Could we maybe have a thread about how and if the economic trend is affecting us personally? Maybe for support from fellow CTers? Share coping mechanisms and skills?


----------



## jim berman (Oct 28, 1999)

Daniell,
Sorry to see you go. I thought we had a good thing going with an exchange of insight within the academic-culinary world. I hope you can understand, if not appreciate, why we have the guidelines that we do. Being a ChefTalk moderator is almost a full-time job... keeping topics moving forward... caressing bruised egos.... elminating the mountians of spam... generating interesting material. So, to keep this environment as entertaining, enlightening and informative as possible, some guidelines had to be installed. The proactive approach (ie, no politics, no foul language, etc) ensures that everybody gets a fair shot at participating and learning without feeling like a victim. I do hope you will reconsider, however, please understand there are many, many, other sites that do not have the constraints that we do. But, they also do not have the same spirit that we do, either. I have been here since 1999 and would rather throw away my computer than not call this place home.


----------



## docsmith (Aug 4, 2008)

Most people are completely clueless on politics but are happy to give you their opinion and tell you how wrong you are for having yours.

Such threads will ALWAYS ALWAYS ALWAYS become flame fests and as such I have absolutely no problem with boards who ban such discussions. If you want to have such talks there are plenty of political boards out there.


----------



## pete (Oct 7, 2001)

You can still talk economics without getting political. Talk about how the economy is affecting the food service industry and ways restauranteurs can try and beat a downturn in the economy. At this point there is no sense in laying blame and nothing is gained by it, but there can be very important, relevant discussions about how to handle it.


----------



## free rider (May 23, 2006)

Hey! I see religion in Pete's signature!

I also like that there is no politics, no religion, etc., but have noticed that, on occasion, some slips by. I suppose it is all a question of balance and the moderators are experienced enough to know when to close a thread.


----------



## wheresthegrub (Oct 28, 2008)

*"Closing a Thread, Losing a Member"
*
I thought someone cut off a finger or something (ducking) sorry, couldn't resist.:roll:

This site is the bomb! The mix of Pros and the likes of me.

I also enjoyed Mr. D. C.'s posts; he will be missed.

My posts have been edited (not by me) and I took a step back and thought why? but then, if I had a website that was mine, and I put in the effort and time to make it work, I do believe it would be my right to have things on it that are appropriate *by my standards*. Especially if the rules were posted right up front.


----------



## oregonyeti (Jun 16, 2007)

If we could discuss just everything and not have anyone offended . . . we'd be doing better than most siblings. Here, it's not just three or four friends participating. I can see the need for guidelines, for sure.

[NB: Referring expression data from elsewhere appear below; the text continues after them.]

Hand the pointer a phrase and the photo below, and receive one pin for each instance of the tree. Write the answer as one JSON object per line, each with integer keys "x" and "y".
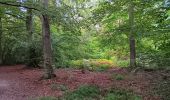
{"x": 0, "y": 40}
{"x": 132, "y": 35}
{"x": 47, "y": 50}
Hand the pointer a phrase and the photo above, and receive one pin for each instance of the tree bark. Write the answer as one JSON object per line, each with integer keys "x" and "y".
{"x": 47, "y": 50}
{"x": 0, "y": 40}
{"x": 132, "y": 35}
{"x": 29, "y": 28}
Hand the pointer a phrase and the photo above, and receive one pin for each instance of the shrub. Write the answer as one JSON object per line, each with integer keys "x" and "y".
{"x": 47, "y": 98}
{"x": 121, "y": 95}
{"x": 92, "y": 64}
{"x": 85, "y": 92}
{"x": 123, "y": 63}
{"x": 118, "y": 76}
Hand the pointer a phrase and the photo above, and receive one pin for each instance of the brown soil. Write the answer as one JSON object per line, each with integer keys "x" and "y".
{"x": 19, "y": 83}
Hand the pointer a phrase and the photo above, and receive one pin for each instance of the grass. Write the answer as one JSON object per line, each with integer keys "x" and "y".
{"x": 87, "y": 92}
{"x": 118, "y": 76}
{"x": 47, "y": 98}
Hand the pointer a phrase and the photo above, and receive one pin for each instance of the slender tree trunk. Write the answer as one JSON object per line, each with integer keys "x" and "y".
{"x": 47, "y": 50}
{"x": 0, "y": 40}
{"x": 132, "y": 35}
{"x": 29, "y": 27}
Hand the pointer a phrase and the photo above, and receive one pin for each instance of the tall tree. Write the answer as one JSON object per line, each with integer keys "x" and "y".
{"x": 29, "y": 28}
{"x": 47, "y": 50}
{"x": 0, "y": 40}
{"x": 132, "y": 35}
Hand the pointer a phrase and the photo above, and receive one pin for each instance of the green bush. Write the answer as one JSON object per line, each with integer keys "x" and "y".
{"x": 87, "y": 92}
{"x": 121, "y": 95}
{"x": 47, "y": 98}
{"x": 84, "y": 92}
{"x": 123, "y": 63}
{"x": 92, "y": 64}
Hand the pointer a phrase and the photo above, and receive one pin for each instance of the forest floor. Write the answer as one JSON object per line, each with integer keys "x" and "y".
{"x": 19, "y": 83}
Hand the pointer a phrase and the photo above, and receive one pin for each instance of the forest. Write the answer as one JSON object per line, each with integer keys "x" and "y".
{"x": 84, "y": 49}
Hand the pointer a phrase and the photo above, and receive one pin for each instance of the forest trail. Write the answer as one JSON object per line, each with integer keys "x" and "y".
{"x": 16, "y": 84}
{"x": 19, "y": 83}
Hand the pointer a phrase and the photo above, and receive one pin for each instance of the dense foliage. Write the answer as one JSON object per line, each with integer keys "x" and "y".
{"x": 92, "y": 30}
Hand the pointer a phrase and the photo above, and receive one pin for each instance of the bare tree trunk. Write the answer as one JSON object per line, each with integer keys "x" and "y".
{"x": 47, "y": 51}
{"x": 0, "y": 40}
{"x": 29, "y": 27}
{"x": 132, "y": 35}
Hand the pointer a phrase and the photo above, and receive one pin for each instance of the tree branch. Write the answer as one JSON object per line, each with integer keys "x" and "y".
{"x": 18, "y": 5}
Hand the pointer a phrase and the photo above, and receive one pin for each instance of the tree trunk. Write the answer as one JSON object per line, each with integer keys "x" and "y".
{"x": 47, "y": 51}
{"x": 0, "y": 40}
{"x": 29, "y": 27}
{"x": 132, "y": 35}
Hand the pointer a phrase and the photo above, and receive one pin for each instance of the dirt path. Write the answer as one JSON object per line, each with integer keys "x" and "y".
{"x": 18, "y": 83}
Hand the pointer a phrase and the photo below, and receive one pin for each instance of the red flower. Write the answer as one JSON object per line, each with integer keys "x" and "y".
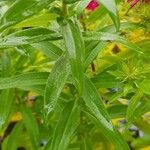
{"x": 92, "y": 5}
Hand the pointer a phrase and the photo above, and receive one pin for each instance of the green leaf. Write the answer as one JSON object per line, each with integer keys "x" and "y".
{"x": 111, "y": 7}
{"x": 94, "y": 52}
{"x": 26, "y": 79}
{"x": 105, "y": 80}
{"x": 20, "y": 10}
{"x": 132, "y": 107}
{"x": 75, "y": 47}
{"x": 6, "y": 96}
{"x": 100, "y": 115}
{"x": 50, "y": 49}
{"x": 55, "y": 83}
{"x": 31, "y": 126}
{"x": 28, "y": 36}
{"x": 79, "y": 8}
{"x": 65, "y": 128}
{"x": 105, "y": 36}
{"x": 12, "y": 141}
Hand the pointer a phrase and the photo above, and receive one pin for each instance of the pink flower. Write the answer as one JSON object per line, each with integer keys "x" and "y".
{"x": 92, "y": 5}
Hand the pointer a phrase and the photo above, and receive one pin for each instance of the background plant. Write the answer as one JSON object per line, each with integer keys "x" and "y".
{"x": 74, "y": 76}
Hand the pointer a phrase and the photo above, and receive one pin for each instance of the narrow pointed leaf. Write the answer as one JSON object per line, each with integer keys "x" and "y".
{"x": 20, "y": 10}
{"x": 111, "y": 7}
{"x": 131, "y": 111}
{"x": 65, "y": 128}
{"x": 55, "y": 83}
{"x": 27, "y": 79}
{"x": 75, "y": 47}
{"x": 12, "y": 141}
{"x": 99, "y": 112}
{"x": 31, "y": 126}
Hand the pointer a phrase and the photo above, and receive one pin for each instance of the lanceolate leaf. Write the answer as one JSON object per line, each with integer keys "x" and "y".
{"x": 28, "y": 36}
{"x": 75, "y": 47}
{"x": 6, "y": 96}
{"x": 27, "y": 79}
{"x": 94, "y": 52}
{"x": 100, "y": 115}
{"x": 131, "y": 113}
{"x": 48, "y": 48}
{"x": 31, "y": 126}
{"x": 12, "y": 141}
{"x": 112, "y": 135}
{"x": 111, "y": 7}
{"x": 55, "y": 83}
{"x": 21, "y": 10}
{"x": 65, "y": 128}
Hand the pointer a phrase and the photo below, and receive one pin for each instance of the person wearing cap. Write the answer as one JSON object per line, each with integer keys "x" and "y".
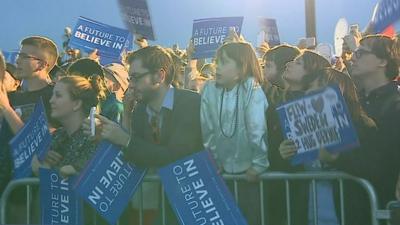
{"x": 116, "y": 79}
{"x": 10, "y": 82}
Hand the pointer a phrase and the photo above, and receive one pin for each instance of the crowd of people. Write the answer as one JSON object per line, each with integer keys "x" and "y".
{"x": 160, "y": 105}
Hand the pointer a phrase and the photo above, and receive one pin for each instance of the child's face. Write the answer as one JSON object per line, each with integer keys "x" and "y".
{"x": 227, "y": 71}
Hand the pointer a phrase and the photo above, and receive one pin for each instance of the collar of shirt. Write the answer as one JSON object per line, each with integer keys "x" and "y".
{"x": 168, "y": 103}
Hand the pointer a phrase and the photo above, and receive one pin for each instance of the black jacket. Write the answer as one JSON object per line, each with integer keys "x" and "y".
{"x": 383, "y": 105}
{"x": 180, "y": 133}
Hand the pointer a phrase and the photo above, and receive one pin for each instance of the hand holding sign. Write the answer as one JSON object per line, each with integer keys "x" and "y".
{"x": 108, "y": 130}
{"x": 232, "y": 36}
{"x": 141, "y": 42}
{"x": 326, "y": 156}
{"x": 4, "y": 101}
{"x": 315, "y": 121}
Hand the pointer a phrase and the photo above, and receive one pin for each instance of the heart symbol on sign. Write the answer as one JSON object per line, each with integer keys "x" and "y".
{"x": 318, "y": 104}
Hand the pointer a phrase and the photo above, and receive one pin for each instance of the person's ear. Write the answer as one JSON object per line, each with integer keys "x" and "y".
{"x": 77, "y": 105}
{"x": 160, "y": 78}
{"x": 116, "y": 86}
{"x": 383, "y": 63}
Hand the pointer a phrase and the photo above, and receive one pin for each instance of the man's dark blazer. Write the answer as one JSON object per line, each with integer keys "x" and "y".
{"x": 180, "y": 132}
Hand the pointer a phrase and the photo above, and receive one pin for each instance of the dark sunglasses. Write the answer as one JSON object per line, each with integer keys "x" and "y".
{"x": 358, "y": 53}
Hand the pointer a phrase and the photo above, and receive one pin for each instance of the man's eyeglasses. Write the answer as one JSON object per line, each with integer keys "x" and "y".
{"x": 358, "y": 53}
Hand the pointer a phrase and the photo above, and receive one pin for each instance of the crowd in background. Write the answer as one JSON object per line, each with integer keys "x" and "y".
{"x": 159, "y": 104}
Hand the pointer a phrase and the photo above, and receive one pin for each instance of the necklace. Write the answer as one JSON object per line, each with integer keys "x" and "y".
{"x": 236, "y": 114}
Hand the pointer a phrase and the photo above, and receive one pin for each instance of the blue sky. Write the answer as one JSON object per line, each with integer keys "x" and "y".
{"x": 173, "y": 19}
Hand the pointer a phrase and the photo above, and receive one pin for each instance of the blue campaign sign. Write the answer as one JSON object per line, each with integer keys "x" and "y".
{"x": 59, "y": 204}
{"x": 198, "y": 194}
{"x": 318, "y": 120}
{"x": 209, "y": 34}
{"x": 108, "y": 183}
{"x": 33, "y": 138}
{"x": 269, "y": 30}
{"x": 386, "y": 13}
{"x": 136, "y": 16}
{"x": 10, "y": 57}
{"x": 108, "y": 40}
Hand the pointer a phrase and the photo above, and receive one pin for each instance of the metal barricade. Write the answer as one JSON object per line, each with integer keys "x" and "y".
{"x": 393, "y": 213}
{"x": 375, "y": 213}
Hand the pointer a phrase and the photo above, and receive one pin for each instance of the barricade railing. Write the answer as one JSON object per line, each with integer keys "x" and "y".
{"x": 376, "y": 214}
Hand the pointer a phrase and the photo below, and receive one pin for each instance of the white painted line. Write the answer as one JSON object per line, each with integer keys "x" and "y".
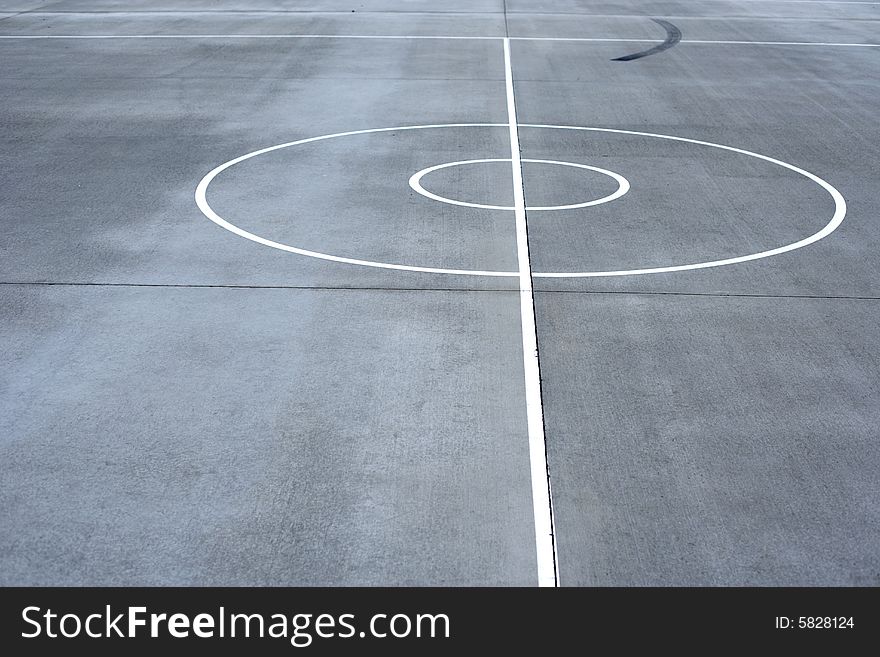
{"x": 202, "y": 202}
{"x": 246, "y": 36}
{"x": 415, "y": 181}
{"x": 541, "y": 498}
{"x": 440, "y": 37}
{"x": 830, "y": 227}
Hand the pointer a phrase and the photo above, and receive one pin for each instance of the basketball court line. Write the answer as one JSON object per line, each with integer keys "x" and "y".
{"x": 542, "y": 499}
{"x": 541, "y": 490}
{"x": 48, "y": 37}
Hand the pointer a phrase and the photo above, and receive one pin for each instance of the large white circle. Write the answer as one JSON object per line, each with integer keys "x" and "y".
{"x": 830, "y": 227}
{"x": 415, "y": 182}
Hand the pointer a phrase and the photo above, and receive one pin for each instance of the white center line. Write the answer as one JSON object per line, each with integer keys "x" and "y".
{"x": 542, "y": 500}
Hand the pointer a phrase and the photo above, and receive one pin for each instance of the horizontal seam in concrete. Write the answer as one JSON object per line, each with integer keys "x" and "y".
{"x": 367, "y": 288}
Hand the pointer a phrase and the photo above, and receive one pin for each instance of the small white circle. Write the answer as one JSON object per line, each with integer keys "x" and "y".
{"x": 415, "y": 182}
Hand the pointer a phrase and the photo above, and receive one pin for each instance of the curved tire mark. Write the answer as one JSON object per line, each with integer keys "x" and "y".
{"x": 673, "y": 36}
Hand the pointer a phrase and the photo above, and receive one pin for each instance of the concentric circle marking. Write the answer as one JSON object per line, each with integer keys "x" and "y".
{"x": 416, "y": 184}
{"x": 830, "y": 227}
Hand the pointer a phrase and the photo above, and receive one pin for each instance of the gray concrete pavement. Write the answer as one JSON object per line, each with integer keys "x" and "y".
{"x": 179, "y": 405}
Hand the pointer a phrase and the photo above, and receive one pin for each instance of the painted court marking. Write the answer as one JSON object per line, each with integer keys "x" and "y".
{"x": 427, "y": 36}
{"x": 416, "y": 184}
{"x": 830, "y": 227}
{"x": 542, "y": 500}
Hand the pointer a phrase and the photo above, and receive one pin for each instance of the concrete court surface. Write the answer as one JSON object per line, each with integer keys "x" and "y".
{"x": 180, "y": 405}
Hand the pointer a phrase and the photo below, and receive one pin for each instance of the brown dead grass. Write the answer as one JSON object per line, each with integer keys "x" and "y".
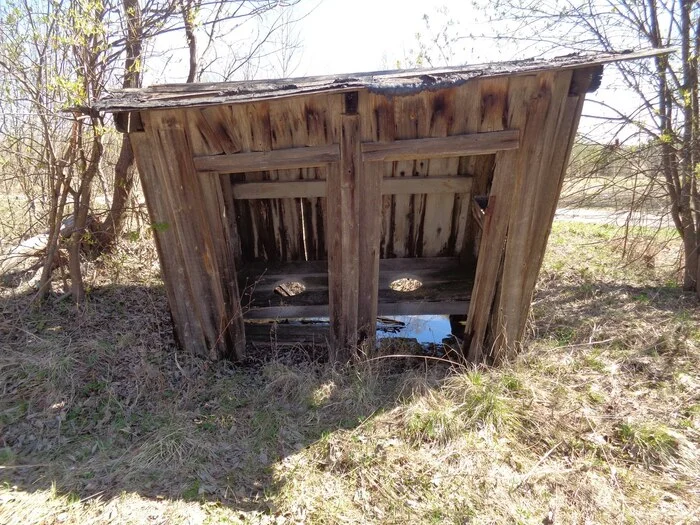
{"x": 596, "y": 421}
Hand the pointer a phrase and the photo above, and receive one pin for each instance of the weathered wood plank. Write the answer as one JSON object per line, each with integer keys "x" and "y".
{"x": 437, "y": 226}
{"x": 487, "y": 101}
{"x": 289, "y": 158}
{"x": 528, "y": 101}
{"x": 348, "y": 277}
{"x": 395, "y": 308}
{"x": 187, "y": 332}
{"x": 224, "y": 233}
{"x": 405, "y": 235}
{"x": 427, "y": 185}
{"x": 194, "y": 237}
{"x": 533, "y": 213}
{"x": 388, "y": 82}
{"x": 317, "y": 188}
{"x": 430, "y": 148}
{"x": 370, "y": 186}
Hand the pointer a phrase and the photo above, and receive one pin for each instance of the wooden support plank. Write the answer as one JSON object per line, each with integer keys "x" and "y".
{"x": 188, "y": 333}
{"x": 394, "y": 308}
{"x": 528, "y": 101}
{"x": 290, "y": 158}
{"x": 423, "y": 308}
{"x": 343, "y": 194}
{"x": 317, "y": 188}
{"x": 224, "y": 232}
{"x": 279, "y": 190}
{"x": 194, "y": 237}
{"x": 438, "y": 226}
{"x": 454, "y": 146}
{"x": 534, "y": 210}
{"x": 427, "y": 185}
{"x": 369, "y": 231}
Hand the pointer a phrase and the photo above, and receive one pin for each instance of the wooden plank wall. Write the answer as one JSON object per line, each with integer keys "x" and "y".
{"x": 355, "y": 220}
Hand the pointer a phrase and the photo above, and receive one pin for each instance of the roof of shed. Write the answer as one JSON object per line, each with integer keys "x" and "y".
{"x": 395, "y": 82}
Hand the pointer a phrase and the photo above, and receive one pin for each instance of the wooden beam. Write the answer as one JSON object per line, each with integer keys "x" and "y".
{"x": 394, "y": 308}
{"x": 204, "y": 265}
{"x": 533, "y": 211}
{"x": 300, "y": 189}
{"x": 418, "y": 185}
{"x": 290, "y": 158}
{"x": 423, "y": 308}
{"x": 343, "y": 210}
{"x": 453, "y": 146}
{"x": 528, "y": 102}
{"x": 317, "y": 188}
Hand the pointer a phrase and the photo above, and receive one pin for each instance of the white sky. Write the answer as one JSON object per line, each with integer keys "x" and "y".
{"x": 348, "y": 36}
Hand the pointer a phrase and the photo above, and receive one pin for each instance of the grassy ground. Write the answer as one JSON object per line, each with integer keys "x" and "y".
{"x": 597, "y": 421}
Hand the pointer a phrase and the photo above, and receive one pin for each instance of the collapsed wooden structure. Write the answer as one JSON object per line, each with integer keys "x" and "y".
{"x": 346, "y": 184}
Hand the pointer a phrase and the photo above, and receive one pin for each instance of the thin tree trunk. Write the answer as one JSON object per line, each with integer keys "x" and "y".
{"x": 124, "y": 171}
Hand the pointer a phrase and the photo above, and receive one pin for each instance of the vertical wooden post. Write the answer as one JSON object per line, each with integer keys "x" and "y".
{"x": 528, "y": 104}
{"x": 533, "y": 213}
{"x": 197, "y": 261}
{"x": 343, "y": 212}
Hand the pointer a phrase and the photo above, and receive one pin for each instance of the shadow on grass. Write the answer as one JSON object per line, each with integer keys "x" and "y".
{"x": 100, "y": 402}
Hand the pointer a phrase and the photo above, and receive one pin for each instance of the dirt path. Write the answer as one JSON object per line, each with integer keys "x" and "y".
{"x": 611, "y": 216}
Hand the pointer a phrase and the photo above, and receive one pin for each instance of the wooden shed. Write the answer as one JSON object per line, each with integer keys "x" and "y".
{"x": 347, "y": 183}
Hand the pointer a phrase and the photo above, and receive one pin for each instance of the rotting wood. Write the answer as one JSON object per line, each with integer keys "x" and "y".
{"x": 455, "y": 146}
{"x": 395, "y": 166}
{"x": 317, "y": 188}
{"x": 397, "y": 308}
{"x": 187, "y": 333}
{"x": 194, "y": 235}
{"x": 385, "y": 82}
{"x": 527, "y": 107}
{"x": 224, "y": 232}
{"x": 371, "y": 187}
{"x": 343, "y": 230}
{"x": 534, "y": 212}
{"x": 269, "y": 160}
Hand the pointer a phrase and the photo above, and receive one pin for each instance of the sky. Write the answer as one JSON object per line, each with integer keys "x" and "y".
{"x": 342, "y": 36}
{"x": 350, "y": 36}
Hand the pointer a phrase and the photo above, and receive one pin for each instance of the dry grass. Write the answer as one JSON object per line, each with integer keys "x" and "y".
{"x": 597, "y": 420}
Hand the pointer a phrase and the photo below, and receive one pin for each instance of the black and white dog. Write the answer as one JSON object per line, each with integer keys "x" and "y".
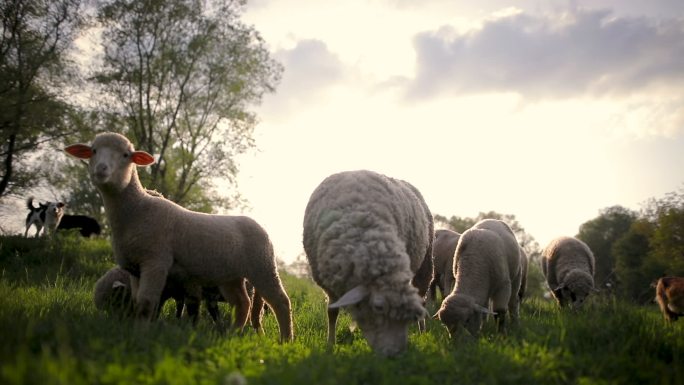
{"x": 46, "y": 215}
{"x": 85, "y": 225}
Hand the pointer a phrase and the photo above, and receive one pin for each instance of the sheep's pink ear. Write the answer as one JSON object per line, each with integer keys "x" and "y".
{"x": 351, "y": 297}
{"x": 80, "y": 151}
{"x": 141, "y": 158}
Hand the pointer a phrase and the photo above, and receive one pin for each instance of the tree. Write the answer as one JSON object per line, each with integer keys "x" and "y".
{"x": 179, "y": 76}
{"x": 600, "y": 234}
{"x": 37, "y": 36}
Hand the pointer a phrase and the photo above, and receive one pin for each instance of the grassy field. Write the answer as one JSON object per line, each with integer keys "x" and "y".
{"x": 51, "y": 333}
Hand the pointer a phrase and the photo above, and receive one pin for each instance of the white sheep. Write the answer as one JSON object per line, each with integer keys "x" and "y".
{"x": 366, "y": 236}
{"x": 154, "y": 238}
{"x": 443, "y": 250}
{"x": 568, "y": 265}
{"x": 487, "y": 268}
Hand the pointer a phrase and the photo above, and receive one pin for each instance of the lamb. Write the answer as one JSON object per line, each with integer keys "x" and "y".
{"x": 487, "y": 268}
{"x": 155, "y": 239}
{"x": 670, "y": 297}
{"x": 366, "y": 236}
{"x": 443, "y": 250}
{"x": 568, "y": 266}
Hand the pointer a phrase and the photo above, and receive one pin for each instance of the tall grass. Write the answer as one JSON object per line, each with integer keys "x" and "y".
{"x": 51, "y": 333}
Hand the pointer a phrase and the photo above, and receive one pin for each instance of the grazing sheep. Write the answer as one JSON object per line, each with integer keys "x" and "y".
{"x": 670, "y": 297}
{"x": 86, "y": 225}
{"x": 487, "y": 268}
{"x": 155, "y": 239}
{"x": 568, "y": 265}
{"x": 443, "y": 250}
{"x": 524, "y": 267}
{"x": 366, "y": 237}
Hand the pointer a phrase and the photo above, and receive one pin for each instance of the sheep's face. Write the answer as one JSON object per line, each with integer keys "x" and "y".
{"x": 384, "y": 315}
{"x": 460, "y": 313}
{"x": 112, "y": 160}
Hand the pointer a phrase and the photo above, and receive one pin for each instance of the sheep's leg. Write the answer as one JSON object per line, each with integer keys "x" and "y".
{"x": 271, "y": 290}
{"x": 257, "y": 312}
{"x": 235, "y": 293}
{"x": 151, "y": 284}
{"x": 332, "y": 325}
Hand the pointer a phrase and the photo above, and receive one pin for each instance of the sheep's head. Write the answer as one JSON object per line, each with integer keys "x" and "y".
{"x": 460, "y": 313}
{"x": 576, "y": 287}
{"x": 112, "y": 160}
{"x": 384, "y": 315}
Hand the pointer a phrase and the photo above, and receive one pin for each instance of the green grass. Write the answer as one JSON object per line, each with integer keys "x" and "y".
{"x": 51, "y": 333}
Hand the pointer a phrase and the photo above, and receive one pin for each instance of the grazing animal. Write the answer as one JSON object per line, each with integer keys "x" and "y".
{"x": 155, "y": 239}
{"x": 366, "y": 237}
{"x": 670, "y": 297}
{"x": 46, "y": 215}
{"x": 443, "y": 250}
{"x": 86, "y": 225}
{"x": 487, "y": 269}
{"x": 568, "y": 265}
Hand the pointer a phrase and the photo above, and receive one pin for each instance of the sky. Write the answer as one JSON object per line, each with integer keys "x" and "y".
{"x": 547, "y": 110}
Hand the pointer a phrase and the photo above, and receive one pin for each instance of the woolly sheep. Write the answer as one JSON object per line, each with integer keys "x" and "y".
{"x": 154, "y": 238}
{"x": 568, "y": 266}
{"x": 487, "y": 268}
{"x": 443, "y": 250}
{"x": 366, "y": 236}
{"x": 670, "y": 297}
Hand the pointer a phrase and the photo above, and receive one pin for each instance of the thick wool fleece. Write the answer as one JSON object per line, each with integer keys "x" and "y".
{"x": 568, "y": 262}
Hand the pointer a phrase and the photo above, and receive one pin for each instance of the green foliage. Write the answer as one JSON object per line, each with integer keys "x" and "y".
{"x": 52, "y": 334}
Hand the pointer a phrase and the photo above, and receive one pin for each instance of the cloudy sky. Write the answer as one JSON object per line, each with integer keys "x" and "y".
{"x": 548, "y": 110}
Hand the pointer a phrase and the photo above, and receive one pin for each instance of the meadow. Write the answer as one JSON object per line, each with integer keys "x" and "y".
{"x": 51, "y": 333}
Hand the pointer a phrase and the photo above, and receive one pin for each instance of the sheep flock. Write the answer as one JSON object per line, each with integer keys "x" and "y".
{"x": 370, "y": 242}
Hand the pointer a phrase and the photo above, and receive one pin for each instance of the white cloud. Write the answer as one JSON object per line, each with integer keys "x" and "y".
{"x": 583, "y": 52}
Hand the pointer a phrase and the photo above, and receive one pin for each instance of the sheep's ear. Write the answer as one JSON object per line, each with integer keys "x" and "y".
{"x": 141, "y": 158}
{"x": 351, "y": 297}
{"x": 81, "y": 151}
{"x": 484, "y": 310}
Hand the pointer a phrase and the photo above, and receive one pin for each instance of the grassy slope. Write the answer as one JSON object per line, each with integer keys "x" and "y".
{"x": 50, "y": 333}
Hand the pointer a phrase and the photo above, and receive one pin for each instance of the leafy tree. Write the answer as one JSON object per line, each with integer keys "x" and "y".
{"x": 179, "y": 77}
{"x": 37, "y": 36}
{"x": 600, "y": 234}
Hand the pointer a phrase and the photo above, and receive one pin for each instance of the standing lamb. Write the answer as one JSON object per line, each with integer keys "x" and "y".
{"x": 443, "y": 250}
{"x": 487, "y": 268}
{"x": 568, "y": 265}
{"x": 155, "y": 239}
{"x": 670, "y": 297}
{"x": 366, "y": 236}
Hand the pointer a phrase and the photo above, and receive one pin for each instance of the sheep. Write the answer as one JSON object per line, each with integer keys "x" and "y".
{"x": 487, "y": 268}
{"x": 568, "y": 266}
{"x": 443, "y": 250}
{"x": 366, "y": 236}
{"x": 155, "y": 239}
{"x": 670, "y": 297}
{"x": 524, "y": 266}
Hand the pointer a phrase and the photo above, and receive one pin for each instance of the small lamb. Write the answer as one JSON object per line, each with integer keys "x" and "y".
{"x": 568, "y": 265}
{"x": 366, "y": 236}
{"x": 155, "y": 239}
{"x": 443, "y": 250}
{"x": 487, "y": 268}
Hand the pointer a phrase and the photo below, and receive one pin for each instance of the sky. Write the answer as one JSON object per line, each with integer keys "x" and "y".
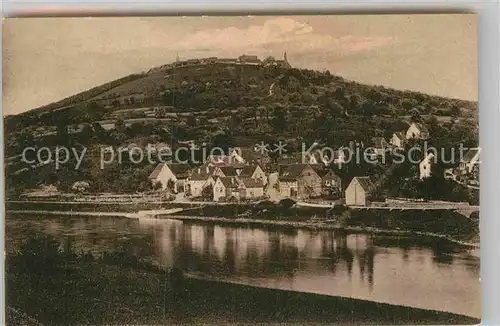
{"x": 47, "y": 59}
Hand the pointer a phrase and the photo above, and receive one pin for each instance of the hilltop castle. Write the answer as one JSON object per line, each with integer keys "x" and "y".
{"x": 243, "y": 59}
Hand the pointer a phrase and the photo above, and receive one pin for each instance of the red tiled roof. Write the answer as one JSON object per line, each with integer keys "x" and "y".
{"x": 251, "y": 183}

This site is tops, thanks to those who put in so much effort to create and manage it, and those who contribute with their posts . . . why not stick around :look:


----------



## koukouvagia (Apr 3, 2008)

Somehow this site managed to remain unpolitical even during one of the most heated elections in recent history. I'm sure the election/voting threads were monitored closely at that time and we all behaved ourselves. Once the political candidates start to be criticized and defended the chances of forum war are undeniable. Had Nicko not closed the thread chances are DC or someone else would have left the forums in anger anyway.

There are certain subjects that are too touchy for discussion on this type of forum. I love hearing about everyone's life and circumstances but please please please do not tell me which policies you support. I know for sure that they will oppose mine and frankly all I care to know is "what's for dinner."


----------



## maryb (Mar 21, 2008)

I have been on many forums over the years and politics and religion start nasty flame wars so I avoid them. There are forums that allow such topics and if you **** the irritation of petty bickering go there :lol: closing the thread was a good thing when it went from economics to politics.


----------



## free rider (May 23, 2006)

I can say the same about religion. Please, please, please don't tell me which religion you think is right...


----------



## just jim (Oct 18, 2007)

I religiously avoid talking politics.
It never ends well.
It's rarely a discussion anyhow, more often than not it becomes at best a debate, at worst an argument.

My initial kneejerk reaction to this thread was "how dare they!".
But after reading on I realize the mods made the best decision, one that is in the best interest of the many rather than the few, or the one.


----------